Berlins Clubs sind unter Druck: Etablierte Läden schließen. Für neue Orte werden sich innerhalb des Rings kaum mehr Locations finden lassen.

Zeigt, dass es an der Peripherie gehen kann, ist aber auch in der Nähe von Neukölln: der Club Revier Südost aka RSO in Schöneweide Foto: dts/imago

Berlin taz | Leute, die aus dem Club Watergate torkelten. Erwartungsfreudige, die erst noch in diesen hinein wollten. Und Taxis, die Schlange standen, um Raver einzusammeln: An den Wochenenden herrschte an der Oberbaumbrücke in Friedrichshain immer Ausnahmezustand. Das Watergate gibt es nun seit Anfang des Jahres nicht mehr, und seitdem geht es an den Wochenenden dort um einiges ruhiger zu.

Die Befürchtung ist groß, dass immer mehr Clubs dem Beispiel des Watergates folgen müssen und verschwinden. Denn wenn selbst ein derart gut etablierter Laden kriselt und mit den Mietkonditionen nicht mehr klarkommt, dann kann das Aus auf letztlich so ziemlich jeden Club zukommen.

Die Gründe, warum bestimmte Läden in Nöten stecken, sind dabei ganz unterschiedlich. Insgesamt allerdings sind subkulturell ausgerichtete Clubs – und als solche versteht sich immer noch die Mehrheit in Berlin – unter Druck geraten. Und die Wahrscheinlichkeit, dass demnächst irgendwo in Friedrichshain oder Kreuzberg ein wilder neuer Partyort entsteht, wo die Bierpreise noch okay sind, die ist ziemlich gering. Denn die super Location zu guten Mietkonditionen und ohne schon bald von Ravern genervten Nachbarn, an der dieser entstehen könnte, die gibt es in Berlins Zentrum praktisch gar nicht mehr.

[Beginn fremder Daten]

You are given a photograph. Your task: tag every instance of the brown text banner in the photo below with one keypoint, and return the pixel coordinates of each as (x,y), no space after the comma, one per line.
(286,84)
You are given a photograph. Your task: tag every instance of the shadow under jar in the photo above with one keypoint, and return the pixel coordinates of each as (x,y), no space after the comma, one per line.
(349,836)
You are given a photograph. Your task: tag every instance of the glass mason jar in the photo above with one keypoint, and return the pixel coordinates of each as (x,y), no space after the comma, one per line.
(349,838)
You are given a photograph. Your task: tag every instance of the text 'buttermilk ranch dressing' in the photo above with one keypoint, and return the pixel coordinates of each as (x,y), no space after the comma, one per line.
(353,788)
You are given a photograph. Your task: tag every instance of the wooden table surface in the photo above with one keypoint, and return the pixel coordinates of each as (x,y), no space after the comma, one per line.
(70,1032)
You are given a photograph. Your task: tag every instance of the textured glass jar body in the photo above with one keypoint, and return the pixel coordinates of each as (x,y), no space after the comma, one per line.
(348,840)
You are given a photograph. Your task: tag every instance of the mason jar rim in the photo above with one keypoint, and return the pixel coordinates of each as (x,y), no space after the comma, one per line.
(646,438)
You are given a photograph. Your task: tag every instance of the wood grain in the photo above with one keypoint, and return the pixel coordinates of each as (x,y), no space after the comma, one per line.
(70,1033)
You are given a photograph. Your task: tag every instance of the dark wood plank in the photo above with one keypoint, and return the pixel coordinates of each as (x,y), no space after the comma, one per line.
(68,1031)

Warum also nicht an den Stadtrand mit seinem Club? Es gebe dort immerhin „Vorteile, die es in der Innenstadt nicht mehr gibt: Platz, Gestaltungsmöglichkeiten und billigere Mieten“, sagt Jakob Turtur, der als Teil eines Kollektivs selbst einen Club mitbetreibt, den Johnny Knüppel im Prenzlauer Berg. Allerdings nur als Zwischennutzer – das Ende kann jederzeit auch für diesen Club kommen.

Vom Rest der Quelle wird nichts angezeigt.